After the Turnbull government secured an exemption for Australian exporters from new US tariffs on steel and aluminium, Labor wants it to turn its focus to similarly protecting local businesses.
The opposition says it's logical that steel from other countries that was destined for the US but will now be hit with a 25 per cent impost will have to find another home.
"Sometimes that steel is dumped for ridiculously low prices and that smashes our local businesses, our local industry and our local workers," Labor finance spokesman Jim Chalmers told Sky News.
"Our anti-dumping regime is weaker than other countries, and it's insufficiently resourced."
Labor wants the government to triple the penalties for dumping - selling at an extremely low price - products into the Australian market, give the Anti-Dumping Commission more funding, and give that body all responsibilities for dealing with trade issues instead of splitting the job with the Productivity Commission.

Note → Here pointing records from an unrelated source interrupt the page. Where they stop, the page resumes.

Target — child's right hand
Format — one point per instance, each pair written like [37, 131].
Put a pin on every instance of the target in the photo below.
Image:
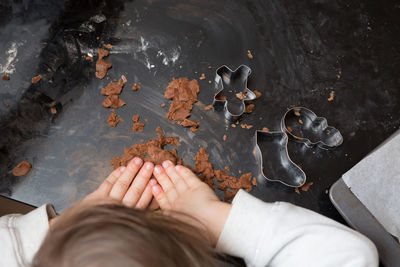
[179, 189]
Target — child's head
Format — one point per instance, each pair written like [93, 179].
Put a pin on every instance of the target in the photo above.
[116, 236]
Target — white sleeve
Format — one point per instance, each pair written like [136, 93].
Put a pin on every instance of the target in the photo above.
[283, 235]
[22, 235]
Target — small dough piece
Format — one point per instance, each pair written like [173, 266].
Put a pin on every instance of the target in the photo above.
[22, 168]
[36, 79]
[183, 94]
[113, 119]
[136, 87]
[113, 101]
[152, 151]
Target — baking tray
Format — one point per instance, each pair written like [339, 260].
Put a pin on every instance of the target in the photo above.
[358, 217]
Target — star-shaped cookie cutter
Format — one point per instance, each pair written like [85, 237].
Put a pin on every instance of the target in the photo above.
[232, 91]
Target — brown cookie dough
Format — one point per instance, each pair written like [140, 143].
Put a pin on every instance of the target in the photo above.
[183, 94]
[230, 184]
[36, 79]
[203, 167]
[208, 107]
[152, 151]
[137, 125]
[135, 87]
[189, 123]
[102, 65]
[241, 96]
[114, 88]
[257, 93]
[246, 126]
[22, 168]
[249, 108]
[113, 101]
[113, 119]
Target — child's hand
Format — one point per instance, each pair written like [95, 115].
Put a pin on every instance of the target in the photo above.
[179, 189]
[130, 185]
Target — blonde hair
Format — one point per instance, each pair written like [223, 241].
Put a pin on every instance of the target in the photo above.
[117, 236]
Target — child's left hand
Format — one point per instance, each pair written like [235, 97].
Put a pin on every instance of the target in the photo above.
[131, 185]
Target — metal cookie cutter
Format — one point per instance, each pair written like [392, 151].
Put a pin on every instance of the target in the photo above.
[276, 165]
[232, 91]
[305, 126]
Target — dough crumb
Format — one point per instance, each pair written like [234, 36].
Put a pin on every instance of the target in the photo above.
[136, 87]
[152, 151]
[36, 79]
[246, 126]
[257, 93]
[113, 101]
[183, 94]
[114, 88]
[249, 108]
[208, 107]
[203, 167]
[22, 168]
[306, 186]
[113, 119]
[241, 95]
[297, 191]
[249, 54]
[137, 125]
[331, 96]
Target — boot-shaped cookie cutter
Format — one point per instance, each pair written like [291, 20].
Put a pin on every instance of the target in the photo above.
[304, 126]
[271, 151]
[231, 84]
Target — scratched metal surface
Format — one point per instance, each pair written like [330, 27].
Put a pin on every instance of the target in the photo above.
[302, 50]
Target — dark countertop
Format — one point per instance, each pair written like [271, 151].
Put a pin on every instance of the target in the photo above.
[302, 51]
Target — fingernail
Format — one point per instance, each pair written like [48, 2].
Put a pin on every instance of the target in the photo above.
[178, 167]
[149, 165]
[167, 163]
[156, 189]
[138, 161]
[157, 169]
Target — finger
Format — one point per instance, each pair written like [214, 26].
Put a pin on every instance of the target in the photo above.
[153, 205]
[166, 184]
[138, 185]
[146, 197]
[190, 178]
[122, 184]
[175, 177]
[105, 187]
[161, 197]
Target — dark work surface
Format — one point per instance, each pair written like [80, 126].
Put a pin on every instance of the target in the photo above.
[302, 51]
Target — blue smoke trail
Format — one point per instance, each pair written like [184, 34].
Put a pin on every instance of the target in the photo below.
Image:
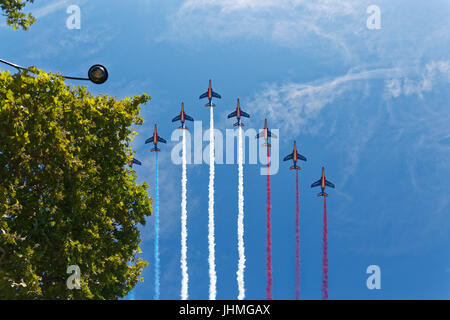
[156, 231]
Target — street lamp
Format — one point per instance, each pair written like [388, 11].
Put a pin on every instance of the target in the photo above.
[98, 74]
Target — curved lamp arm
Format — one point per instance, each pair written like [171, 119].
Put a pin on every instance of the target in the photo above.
[98, 74]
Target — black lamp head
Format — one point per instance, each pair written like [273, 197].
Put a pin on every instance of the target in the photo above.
[98, 74]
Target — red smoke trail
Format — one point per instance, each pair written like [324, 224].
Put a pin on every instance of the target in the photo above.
[269, 242]
[297, 249]
[325, 252]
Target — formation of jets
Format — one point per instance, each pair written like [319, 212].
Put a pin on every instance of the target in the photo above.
[155, 139]
[182, 117]
[266, 133]
[294, 156]
[322, 182]
[238, 113]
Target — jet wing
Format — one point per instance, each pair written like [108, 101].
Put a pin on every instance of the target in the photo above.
[329, 184]
[231, 115]
[299, 156]
[289, 157]
[161, 140]
[316, 184]
[245, 114]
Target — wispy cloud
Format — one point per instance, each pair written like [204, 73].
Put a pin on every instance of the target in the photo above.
[303, 102]
[50, 8]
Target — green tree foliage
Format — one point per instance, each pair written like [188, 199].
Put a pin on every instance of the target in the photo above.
[66, 195]
[12, 9]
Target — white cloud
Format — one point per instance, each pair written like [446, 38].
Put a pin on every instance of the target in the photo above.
[287, 22]
[303, 102]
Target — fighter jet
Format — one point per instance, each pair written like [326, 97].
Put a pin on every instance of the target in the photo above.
[238, 114]
[155, 139]
[210, 94]
[134, 161]
[322, 182]
[295, 156]
[182, 117]
[266, 134]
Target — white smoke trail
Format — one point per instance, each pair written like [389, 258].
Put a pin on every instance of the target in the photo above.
[241, 248]
[211, 239]
[184, 268]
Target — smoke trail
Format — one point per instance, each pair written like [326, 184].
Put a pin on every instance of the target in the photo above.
[184, 268]
[211, 239]
[156, 230]
[269, 241]
[297, 240]
[325, 252]
[241, 248]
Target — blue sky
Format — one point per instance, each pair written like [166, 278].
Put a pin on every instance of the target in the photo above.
[369, 105]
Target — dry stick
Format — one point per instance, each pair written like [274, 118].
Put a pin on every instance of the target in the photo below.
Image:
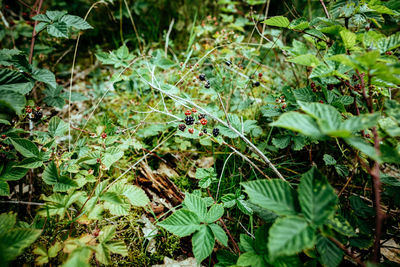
[375, 174]
[247, 141]
[34, 33]
[348, 252]
[325, 10]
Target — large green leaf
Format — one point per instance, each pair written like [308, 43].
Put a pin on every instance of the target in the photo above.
[274, 195]
[27, 148]
[317, 197]
[181, 223]
[290, 235]
[203, 242]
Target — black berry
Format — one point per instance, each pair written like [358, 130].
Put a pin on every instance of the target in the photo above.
[37, 115]
[215, 132]
[182, 127]
[189, 120]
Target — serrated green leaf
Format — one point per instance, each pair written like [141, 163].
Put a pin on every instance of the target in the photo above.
[197, 205]
[214, 213]
[274, 195]
[181, 223]
[290, 235]
[76, 22]
[219, 234]
[317, 197]
[202, 243]
[25, 147]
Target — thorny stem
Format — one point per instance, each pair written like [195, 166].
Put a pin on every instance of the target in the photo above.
[34, 33]
[247, 141]
[375, 173]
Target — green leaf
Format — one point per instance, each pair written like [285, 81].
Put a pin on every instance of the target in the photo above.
[290, 235]
[277, 21]
[317, 197]
[274, 195]
[58, 29]
[203, 242]
[349, 38]
[12, 101]
[300, 123]
[329, 160]
[57, 127]
[214, 213]
[181, 223]
[308, 60]
[46, 76]
[330, 254]
[206, 176]
[25, 147]
[76, 22]
[197, 205]
[52, 177]
[136, 196]
[219, 234]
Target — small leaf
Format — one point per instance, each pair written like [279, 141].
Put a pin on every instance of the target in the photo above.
[181, 223]
[219, 234]
[214, 213]
[203, 242]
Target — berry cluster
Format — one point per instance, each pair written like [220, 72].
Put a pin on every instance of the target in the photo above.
[201, 119]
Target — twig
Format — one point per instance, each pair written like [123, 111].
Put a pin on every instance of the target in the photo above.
[167, 37]
[325, 10]
[348, 252]
[34, 33]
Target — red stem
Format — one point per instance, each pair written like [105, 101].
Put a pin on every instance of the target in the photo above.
[34, 33]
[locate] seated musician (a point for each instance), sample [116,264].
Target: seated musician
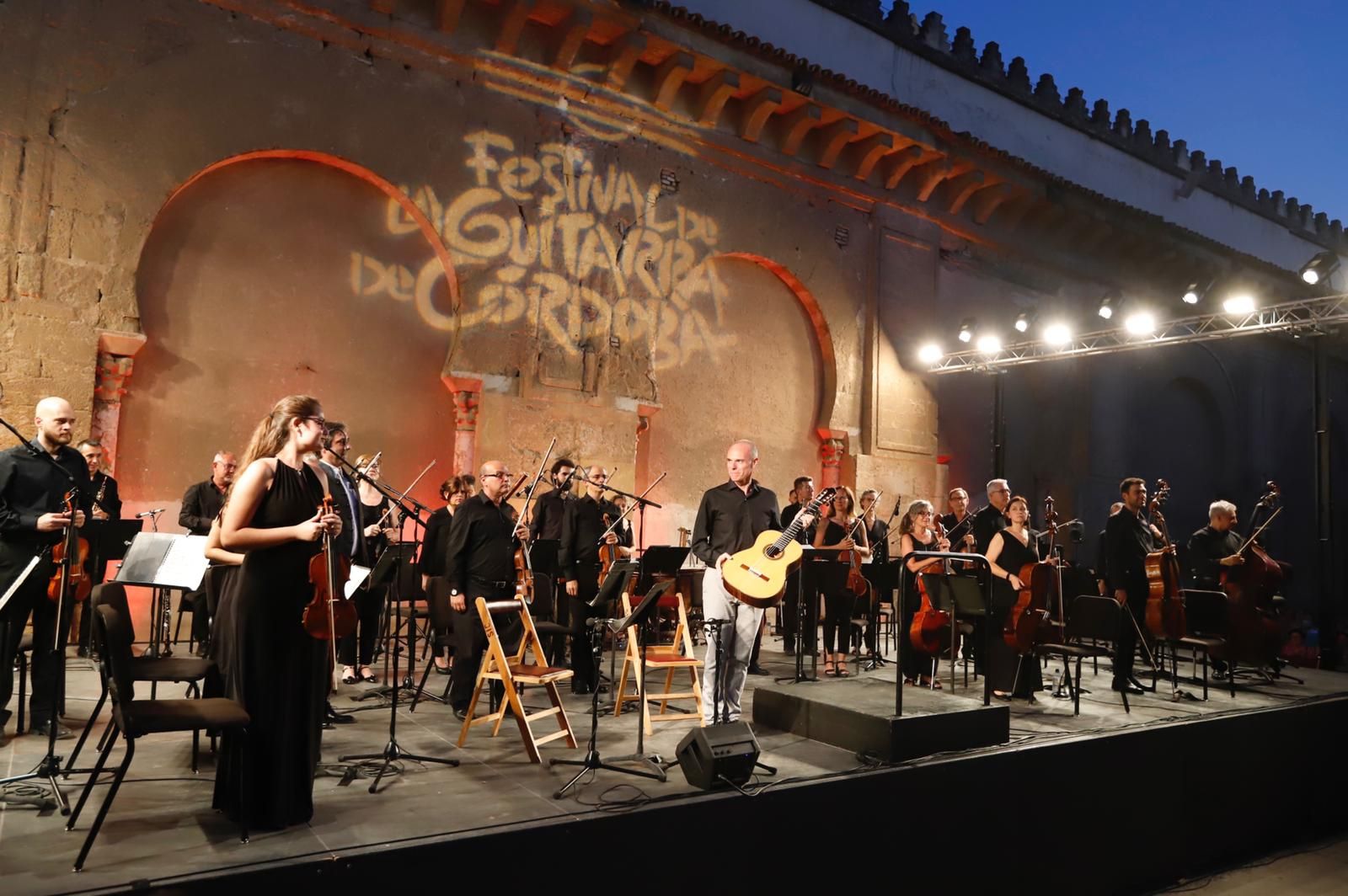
[107,505]
[839,530]
[1215,546]
[917,532]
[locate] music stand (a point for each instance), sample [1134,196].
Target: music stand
[166,563]
[593,761]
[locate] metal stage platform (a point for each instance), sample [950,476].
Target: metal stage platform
[950,795]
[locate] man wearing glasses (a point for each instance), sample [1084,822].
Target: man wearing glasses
[479,563]
[992,519]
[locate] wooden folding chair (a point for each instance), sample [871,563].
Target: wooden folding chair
[669,657]
[511,671]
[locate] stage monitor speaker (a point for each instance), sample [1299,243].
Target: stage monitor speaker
[709,755]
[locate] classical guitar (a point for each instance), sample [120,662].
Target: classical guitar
[758,574]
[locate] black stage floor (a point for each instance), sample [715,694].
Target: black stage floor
[1125,778]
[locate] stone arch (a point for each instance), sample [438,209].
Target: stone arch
[354,168]
[819,325]
[204,291]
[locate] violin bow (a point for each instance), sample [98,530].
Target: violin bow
[633,507]
[529,495]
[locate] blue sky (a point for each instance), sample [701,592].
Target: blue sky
[1258,85]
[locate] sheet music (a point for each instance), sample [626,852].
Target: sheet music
[185,563]
[357,577]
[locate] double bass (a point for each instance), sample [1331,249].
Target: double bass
[1030,620]
[1165,615]
[1253,633]
[330,615]
[930,628]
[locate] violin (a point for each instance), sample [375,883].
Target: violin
[1253,632]
[1165,615]
[930,628]
[72,546]
[1030,620]
[329,615]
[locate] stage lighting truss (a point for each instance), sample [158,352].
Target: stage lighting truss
[1301,317]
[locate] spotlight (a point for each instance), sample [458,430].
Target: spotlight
[1141,323]
[1320,267]
[1057,334]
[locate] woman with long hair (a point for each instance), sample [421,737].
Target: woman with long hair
[1010,550]
[381,531]
[917,532]
[842,532]
[273,518]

The government has also been scrutinised over what notorious deal-maker US President Donald Trump might expect in exchange for offering Australia the rare exemption.
Mr Trump said in a tweet his administration was "working very quickly on a security agreement" so it didn't have to impose the steel or aluminium tariffs Australia.
In February he told Prime Minister Malcolm Turnbull he would love for Australia to join the US on freedom of navigation exercises in the South China Sea.
But Foreign Minister Julie Bishop and Trade Minister Steve Ciobo insist there's no quid pro quo expected on the tariff deal.
Mr Trump's reference to a "security agreement" was just using the specific language of the executive order he issued on the tariffs, Ms Bishop told reporters.
"The exemption is simply an exemption based on what they call national security grounds," she said.
"The United States was not asking anything in return."